💙 大丈夫です。住む場所は守れます。
「自己破産したら家を借りられなくなる?」——その不安に正直にお答えします。現在の住まいを守る方法と、新たに借りる方法、両方を解説します。
自己破産を考えているとき、多くの方が「家を失うかもしれない」と心配します。
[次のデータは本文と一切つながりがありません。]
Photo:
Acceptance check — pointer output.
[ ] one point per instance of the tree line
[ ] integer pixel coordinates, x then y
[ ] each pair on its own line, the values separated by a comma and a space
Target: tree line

でも正確な情報を知れば、必要以上に恐れる必要はありません。
今の賃貸物件:引き続き住める
✅ 現在の賃貸に住み続けられます
- 自己破産の手続きが大家に通知されることはない
- 家賃を払い続けている限り、退去を求められない
- 賃貸契約の更新も通常通り行える
- 敷金・保証金は通常通り保護される
ただし以下の場合は注意が必要です:
- 家賃を滞納している場合(自己破産とは別に立ち退きリスクがある)
- 管財事件で郵便物の転送が行われる場合(大家に届く可能性はほぼないが)
- 家賃保証会社が賃貸保証をしている場合(保証会社が情報を共有することがある)
新しい賃貸への引越し:状況別の対策
信用情報がある間(免責後5〜10年)
大手信用保証会社(全保連・オリコフォレント等)は信用情報機関に加盟しており、事故情報があると審査が通らない可能性があります。
借りやすい方法
| 方法 | ポイント | 難易度 |
|---|---|---|
| 大家直接契約(保証会社なし) | 信用情報を使わない物件。個人経営の大家に多い | ✅ 借りやすい |
| 独立系保証会社の物件 | 信用情報機関非加盟の保証会社を使う物件 | ✅ 比較的借りやすい |
| 公営住宅(市営・都営) | 信用情報審査なし。収入・家族要件あり | ✅ 借りやすい |
| 大手信用保証会社の物件 | CIC・JICC加盟。事故情報があると困難 | 🔴 困難 |
💡 不動産会社への伝え方
「信用情報を参照しない保証会社を使えますか?」と率直に聞いてみましょう。多くの不動産会社は対応可能な物件を紹介してくれます。全員に過去を話す必要はありません。
手続き中の制限:管財事件か同時廃止かで違う
| 手続き種別 | 住居関連の制限 |
|---|---|
| 同時廃止(資産なし) | 居住制限は原則なし。引越し自由 |
| 管財事件(資産あり) | 裁判所の許可が必要な場合あり。弁護士に確認 |
多くのケース(資産がほとんどない場合)では「同時廃止」となり、居住地の制限はありません。
🐻 くまごろの実体験
自己破産中も賃貸に住み続けていました。家賃の遅延がなければ立ち退きを求められることはありません。弁護士受任後も、大家さんへの影響は一切ありませんでした。「家がなくなる」は誤解です。今の住まいをそのまま守ることができました。
合わせて読みたい
よくある質問
- Q. 自己破産手続き中に賃貸の更新があります。更新できますか?
- 大家との直接更新(保証会社不要の場合)は通常通りできます。保証会社を使う場合、更新審査で信用情報を照会すると通らない可能性があります。弁護士と一緒に対策を考えてください。
- Q. 家族(配偶者)名義の賃貸に住むことはできますか?
- はい。自己破産しても同居家族の財産・信用情報には影響しません。配偶者名義で賃貸契約をすることは可能です。